There is a facsimile of Magna Carta that can be viewed inside the Cathedral, near the cloisters, with detailed interpretation.

I parked and walked into the centre and went inside the cathedral it was awesome....


Alfred Tennyson (1809-1892) was born and grew up in Lincolnshire. He was the most famous poet of Victorian Britain and was Poet Laureate between 1850 and 1892.

A memorial statue to him can be found on the East Green of Lincoln Cathedral bearing the words of his poem Flower in the Crannied Wall.

This is a very famous street...

Managed to get up and down OK...

In the castle grounds there was an antique car show being presented....

This is the same as the first police car I drove in 1969....

And this is the car I owned in Bermuda except mine was mustard yellow!!

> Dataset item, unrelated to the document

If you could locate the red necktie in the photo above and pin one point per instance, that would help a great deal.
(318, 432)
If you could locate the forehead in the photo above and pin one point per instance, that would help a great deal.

On the way home I went over the famous toll bridge called the Humber Bridge..

For a long time the Humber Estuary was a barrier to trade and development between the two banks and local interests campaigned for over 100 years for the construction of a bridge or tunnel across the estuary.

The first major crossing proposal was a tunnel scheme in 1872. This scheme was promoted by Hull merchants and businesses dissatisfied with the service provided by the New Holland ferry crossing. Over the next 100 years, a variety of proposals were put forward in an effort to bridge the Humber.

In 1928, a plan was drawn up by Hull City Council to build a multi-span truss bridge four miles west of Hull between Hessle on the north side and Barton-upon-Humber on the south. However, the scheme sank without a trace after being hit by the financial woes of the great depression of the late 1920's and early 1930's.

The reasons why a suspension bridge was chosen were twofold. Firstly the Humber has a shifting bed and navigable channel along which a craft can travel is always changing; a suspension bridge with no support piers in mid-stream would not obstruct the estuary. Secondly, because of the geology and topography of the area, the cost of constructing a tunnel would have been excessive.

Work on the construction proceeded for eight years, during which time many thousands of tonnes of steel and concrete were used and upwards of one thousand workers and staff were employed at times of peak activity.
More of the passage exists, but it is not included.